For TimeLiner we’re automatically running builds through CruiseControl after every single code checkin.  When you have between 3 and 5 developers, it’s very easy to submit code that builds for you but nobody else.  By using CruiseControl, whoever submits a change to perforce like that gets an email telling them within 10 minutes.  No more yelling “Who forgot to add SomeWeirdClass.as to version control?”

For a while we had it running our unit tests as well, but unfortunately we don’t anymore (see below).
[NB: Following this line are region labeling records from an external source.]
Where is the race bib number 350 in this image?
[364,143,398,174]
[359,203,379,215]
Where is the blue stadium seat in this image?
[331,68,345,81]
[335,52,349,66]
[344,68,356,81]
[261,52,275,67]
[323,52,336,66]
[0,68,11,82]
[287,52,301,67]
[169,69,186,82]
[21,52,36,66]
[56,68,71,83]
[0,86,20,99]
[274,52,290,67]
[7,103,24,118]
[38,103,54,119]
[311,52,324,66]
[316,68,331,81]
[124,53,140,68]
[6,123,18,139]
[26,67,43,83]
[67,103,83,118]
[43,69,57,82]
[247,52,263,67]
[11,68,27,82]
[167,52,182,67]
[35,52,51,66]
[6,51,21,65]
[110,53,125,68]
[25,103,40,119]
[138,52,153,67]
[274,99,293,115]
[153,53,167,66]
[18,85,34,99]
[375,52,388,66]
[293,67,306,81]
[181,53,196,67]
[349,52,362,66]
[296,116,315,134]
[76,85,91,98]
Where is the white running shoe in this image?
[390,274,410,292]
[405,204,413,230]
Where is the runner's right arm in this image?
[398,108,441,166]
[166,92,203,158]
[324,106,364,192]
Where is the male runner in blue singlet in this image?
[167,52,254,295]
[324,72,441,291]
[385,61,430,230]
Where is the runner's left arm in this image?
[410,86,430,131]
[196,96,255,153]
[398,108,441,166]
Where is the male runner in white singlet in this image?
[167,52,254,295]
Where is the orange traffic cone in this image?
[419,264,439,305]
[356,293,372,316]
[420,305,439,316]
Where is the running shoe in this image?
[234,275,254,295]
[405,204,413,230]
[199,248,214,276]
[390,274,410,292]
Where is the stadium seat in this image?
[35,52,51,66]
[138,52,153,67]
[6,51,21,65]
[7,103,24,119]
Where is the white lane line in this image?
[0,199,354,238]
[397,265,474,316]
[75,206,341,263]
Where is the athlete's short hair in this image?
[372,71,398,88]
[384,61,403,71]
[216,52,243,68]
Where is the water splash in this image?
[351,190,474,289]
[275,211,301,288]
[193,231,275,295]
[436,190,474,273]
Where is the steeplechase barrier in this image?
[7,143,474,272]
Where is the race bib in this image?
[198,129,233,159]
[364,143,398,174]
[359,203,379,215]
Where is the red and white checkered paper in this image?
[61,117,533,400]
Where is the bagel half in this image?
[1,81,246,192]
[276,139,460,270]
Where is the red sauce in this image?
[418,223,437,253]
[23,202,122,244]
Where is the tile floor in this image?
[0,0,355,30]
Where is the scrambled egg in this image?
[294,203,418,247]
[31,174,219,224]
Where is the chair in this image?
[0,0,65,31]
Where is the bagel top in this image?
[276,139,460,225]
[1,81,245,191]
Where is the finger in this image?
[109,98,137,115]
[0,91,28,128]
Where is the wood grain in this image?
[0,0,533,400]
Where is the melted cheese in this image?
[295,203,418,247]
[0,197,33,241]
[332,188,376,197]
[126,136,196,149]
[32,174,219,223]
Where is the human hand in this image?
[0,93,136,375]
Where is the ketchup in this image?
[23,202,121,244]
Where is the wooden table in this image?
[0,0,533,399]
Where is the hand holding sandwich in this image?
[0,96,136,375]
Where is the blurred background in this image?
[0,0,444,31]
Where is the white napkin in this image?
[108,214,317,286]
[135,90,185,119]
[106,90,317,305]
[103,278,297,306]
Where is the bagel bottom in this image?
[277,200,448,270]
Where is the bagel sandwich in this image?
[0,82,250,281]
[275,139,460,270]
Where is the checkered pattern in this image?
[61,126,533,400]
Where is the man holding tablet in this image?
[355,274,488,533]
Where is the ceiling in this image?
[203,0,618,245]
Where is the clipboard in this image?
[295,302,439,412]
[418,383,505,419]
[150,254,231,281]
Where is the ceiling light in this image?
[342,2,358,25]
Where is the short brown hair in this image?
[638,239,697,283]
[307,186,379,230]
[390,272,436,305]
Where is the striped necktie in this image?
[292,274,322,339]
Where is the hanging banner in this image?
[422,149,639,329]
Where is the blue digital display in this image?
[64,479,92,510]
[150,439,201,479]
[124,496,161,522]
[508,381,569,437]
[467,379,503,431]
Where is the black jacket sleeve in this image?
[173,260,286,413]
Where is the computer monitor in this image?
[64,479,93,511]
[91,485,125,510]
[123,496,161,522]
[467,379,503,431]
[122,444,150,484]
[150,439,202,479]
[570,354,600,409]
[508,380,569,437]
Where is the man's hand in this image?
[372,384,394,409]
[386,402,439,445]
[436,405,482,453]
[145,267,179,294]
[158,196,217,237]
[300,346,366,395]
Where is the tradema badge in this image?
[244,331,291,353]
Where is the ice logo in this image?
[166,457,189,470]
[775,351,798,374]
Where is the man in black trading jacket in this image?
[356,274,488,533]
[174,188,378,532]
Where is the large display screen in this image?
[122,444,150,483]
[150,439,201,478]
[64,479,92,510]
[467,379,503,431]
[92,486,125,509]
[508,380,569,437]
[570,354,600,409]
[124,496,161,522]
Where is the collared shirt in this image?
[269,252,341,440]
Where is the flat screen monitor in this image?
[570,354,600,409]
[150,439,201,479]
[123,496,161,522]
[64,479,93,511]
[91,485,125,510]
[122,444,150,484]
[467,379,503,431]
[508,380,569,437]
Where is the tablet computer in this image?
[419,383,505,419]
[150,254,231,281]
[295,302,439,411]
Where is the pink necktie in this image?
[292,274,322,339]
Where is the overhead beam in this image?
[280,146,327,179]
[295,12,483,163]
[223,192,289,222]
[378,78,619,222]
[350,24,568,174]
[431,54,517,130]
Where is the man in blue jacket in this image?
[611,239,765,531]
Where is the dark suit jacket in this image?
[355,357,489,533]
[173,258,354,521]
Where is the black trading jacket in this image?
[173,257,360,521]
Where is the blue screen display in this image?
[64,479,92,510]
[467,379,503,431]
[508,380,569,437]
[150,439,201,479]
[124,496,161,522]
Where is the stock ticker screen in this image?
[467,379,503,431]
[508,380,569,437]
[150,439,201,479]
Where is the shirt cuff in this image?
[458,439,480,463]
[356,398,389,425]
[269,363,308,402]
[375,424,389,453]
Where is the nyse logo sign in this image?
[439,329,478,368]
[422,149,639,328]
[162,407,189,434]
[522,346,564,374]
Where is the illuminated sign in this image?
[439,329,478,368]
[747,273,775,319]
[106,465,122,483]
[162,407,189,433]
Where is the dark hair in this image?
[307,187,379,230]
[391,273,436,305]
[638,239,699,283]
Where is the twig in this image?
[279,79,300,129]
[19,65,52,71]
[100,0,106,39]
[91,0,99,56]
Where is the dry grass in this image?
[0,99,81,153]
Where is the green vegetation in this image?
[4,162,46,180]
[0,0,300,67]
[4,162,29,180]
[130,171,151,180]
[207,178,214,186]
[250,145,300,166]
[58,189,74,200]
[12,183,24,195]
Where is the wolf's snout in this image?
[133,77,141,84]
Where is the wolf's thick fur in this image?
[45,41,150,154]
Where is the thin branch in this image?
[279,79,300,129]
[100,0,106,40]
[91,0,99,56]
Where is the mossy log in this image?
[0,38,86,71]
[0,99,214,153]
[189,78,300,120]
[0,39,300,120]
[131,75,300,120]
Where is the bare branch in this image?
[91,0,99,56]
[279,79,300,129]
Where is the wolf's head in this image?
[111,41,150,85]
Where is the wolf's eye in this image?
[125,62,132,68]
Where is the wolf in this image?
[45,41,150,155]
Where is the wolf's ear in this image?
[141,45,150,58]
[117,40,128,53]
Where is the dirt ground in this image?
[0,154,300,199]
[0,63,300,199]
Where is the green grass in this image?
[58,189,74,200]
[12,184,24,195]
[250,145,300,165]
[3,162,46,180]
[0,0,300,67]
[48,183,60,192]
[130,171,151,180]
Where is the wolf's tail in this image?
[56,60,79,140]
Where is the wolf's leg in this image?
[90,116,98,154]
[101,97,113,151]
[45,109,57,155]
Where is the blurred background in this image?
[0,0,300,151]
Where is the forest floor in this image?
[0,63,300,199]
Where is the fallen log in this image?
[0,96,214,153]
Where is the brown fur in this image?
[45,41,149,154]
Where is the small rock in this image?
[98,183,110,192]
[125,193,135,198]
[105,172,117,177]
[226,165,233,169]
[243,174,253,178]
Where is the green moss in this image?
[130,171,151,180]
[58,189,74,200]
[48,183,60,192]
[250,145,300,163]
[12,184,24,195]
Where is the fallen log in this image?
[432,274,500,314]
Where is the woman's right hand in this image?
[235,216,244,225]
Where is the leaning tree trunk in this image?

We didn’t try to hire Flex developers

Well, we did try, and then gave up.  Flex Developers are hard to find.  Really hard.  Many people out there claiming to be a Flex Developer are really just coders and not software engineers.   Going into TimeLiner there was Me and one contractor that knew flex well.  Everyone else was either completely new to ActionScript or only had Flash experience.  But every single one of our developers was a good engineer.  Having smart people who can get things done (certainly not my original idea) was the best way to go, especially given the duration of the project.  Teaching an engineer flex is easy compared with teaching a flex coder to be a flex engineer.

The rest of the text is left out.